El acceso a servicios financieros desempeña un papel esencial en la disminución de la pobreza, ya que brinda a las personas herramientas para optimizar su capacidad de ahorro, inversión y gestión económica. Sin embargo, en México, millones de ciudadanos, especialmente aquellos en condiciones de vulnerabilidad, aún enfrentan dificultades para acceder a estos servicios.

Según la Encuesta Nacional de Inclusión Financiera (ENIF), cerca del 50% de los adultos en el país no posee una cuenta bancaria, lo que los mantiene fuera del sistema financiero formal y los obliga a recurrir a opciones informales, muchas veces ineficaces y costosas. Esta exclusión también afecta a los pequeños empresarios y emprendedores, quienes enfrentan obstáculos para obtener financiamiento y hacer crecer sus negocios, limitando así el desarrollo económico.

El Panorama Anual de Inclusión Financiera 2024 revela avances en infraestructura financiera en los últimos cinco años, destacando un crecimiento del 8% en sucursales bancarias y un aumento del 30% en corresponsales bancarios. No obstante, la desigualdad regional sigue siendo un desafío: mientras que el 91% de la población tiene un punto de acceso financiero a menos de 4 km, en comunidades con alto rezago social, la cobertura sigue siendo insuficiente.

La digitalización ha generado nuevas oportunidades en este ámbito. Desde 2018, la cantidad de terminales punto de venta ha crecido un 124%, lo que facilita los pagos electrónicos y disminuye la dependencia del efectivo.
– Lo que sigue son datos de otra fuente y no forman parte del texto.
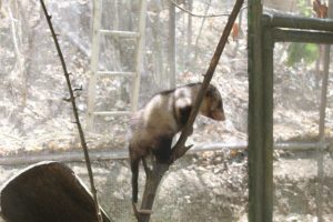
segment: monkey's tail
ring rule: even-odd
[[[131,159],[131,170],[132,170],[132,201],[138,202],[138,179],[139,179],[139,163],[140,159]]]

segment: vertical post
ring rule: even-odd
[[[189,10],[192,11],[193,9],[193,0],[188,0]],[[188,48],[185,54],[185,64],[190,65],[190,54],[192,52],[192,16],[188,13]]]
[[[329,18],[333,18],[333,0],[329,1]],[[329,87],[329,72],[330,72],[330,51],[331,46],[324,46],[324,74],[322,80],[321,90],[321,104],[320,104],[320,122],[319,122],[319,142],[325,140],[325,119],[327,107],[327,87]],[[323,176],[324,176],[324,157],[322,148],[317,148],[317,188],[316,188],[316,216],[317,222],[323,221]]]
[[[263,49],[262,3],[249,0],[249,221],[272,221],[273,51]],[[268,54],[265,54],[268,53]],[[263,67],[263,63],[268,63]]]
[[[263,27],[263,221],[273,219],[273,53],[272,30]]]
[[[175,7],[169,3],[169,78],[170,88],[175,87]]]
[[[92,1],[92,44],[91,44],[91,63],[90,63],[90,80],[88,87],[88,118],[87,129],[91,130],[93,125],[93,112],[95,103],[95,84],[97,73],[99,70],[99,52],[100,52],[100,28],[101,28],[101,8],[102,0]]]
[[[145,39],[147,0],[140,1],[139,39],[137,44],[135,77],[133,82],[132,112],[138,110],[141,72],[143,71],[143,51]]]

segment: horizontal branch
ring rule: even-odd
[[[192,11],[179,6],[174,0],[170,0],[171,3],[180,9],[181,11],[184,11],[186,13],[189,13],[191,17],[198,17],[198,18],[213,18],[213,17],[229,17],[230,14],[229,13],[220,13],[220,14],[196,14],[196,13],[193,13]]]

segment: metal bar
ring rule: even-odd
[[[262,22],[268,27],[281,27],[290,29],[307,29],[319,31],[332,31],[332,19],[315,19],[286,14],[263,14]]]
[[[140,33],[134,31],[118,31],[118,30],[105,30],[100,29],[101,34],[115,36],[115,37],[124,37],[124,38],[139,38]]]
[[[121,77],[121,75],[125,75],[125,77],[134,77],[137,75],[135,72],[120,72],[120,71],[98,71],[98,74],[105,74],[105,75],[114,75],[114,77]]]
[[[139,18],[139,33],[140,37],[138,39],[138,46],[137,46],[137,58],[135,58],[135,72],[137,75],[134,77],[133,81],[133,91],[132,91],[132,111],[137,111],[139,107],[139,91],[140,91],[140,79],[141,79],[141,72],[143,72],[143,46],[144,46],[144,38],[145,38],[145,18],[147,18],[147,0],[140,1],[140,18]]]
[[[169,2],[169,88],[175,87],[175,7],[172,1]]]
[[[88,117],[87,117],[87,129],[92,130],[93,125],[93,111],[95,103],[95,84],[97,84],[97,72],[99,65],[99,52],[100,52],[100,27],[101,27],[101,8],[102,0],[93,1],[93,24],[92,24],[92,49],[91,49],[91,75],[88,87]]]
[[[311,150],[321,148],[325,150],[329,143],[319,142],[279,142],[274,145],[276,150]],[[222,150],[246,150],[246,142],[240,143],[201,143],[194,145],[186,154],[193,154],[206,151],[222,151]],[[128,151],[90,151],[91,161],[108,161],[108,160],[124,160],[129,158]],[[0,165],[18,165],[32,164],[40,161],[59,161],[59,162],[83,162],[84,157],[82,151],[59,152],[51,154],[24,154],[24,155],[9,155],[0,158]]]
[[[271,28],[263,30],[263,221],[273,219],[273,51]]]
[[[273,37],[275,42],[313,42],[323,44],[333,43],[332,32],[287,30],[275,28],[273,29]]]
[[[131,111],[104,111],[104,112],[93,112],[94,115],[129,115],[132,114]]]
[[[263,219],[263,72],[262,4],[248,1],[248,70],[249,70],[249,222]]]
Además, el auge de las fintechs ha permitido que más personas accedan a servicios financieros sin necesidad de acudir a una sucursal bancaria. Aun así, la educación financiera deficiente y la falta de conectividad en zonas rurales siguen siendo obstáculos relevantes.

Hay que subrayar la necesidad de fortalecer la educación financiera para consolidar la inclusión. Aunque se han logrado avances en la bancarización de las mujeres, la brecha de género persiste, con una diferencia del 3.3% en la posesión de cuentas bancarias en comparación con los hombres.

Para que la inclusión financiera sea un verdadero motor en la lucha contra la pobreza, es fundamental impulsar políticas públicas que faciliten el acceso equitativo a los servicios financieros, mejorar la regulación para incentivar la innovación en el sector y fomentar la educación financiera desde edades tempranas. Un sistema financiero accesible y eficiente contribuirá a reducir la vulnerabilidad económica, mejorar la calidad de vida y promover un desarrollo más justo y sostenible en México.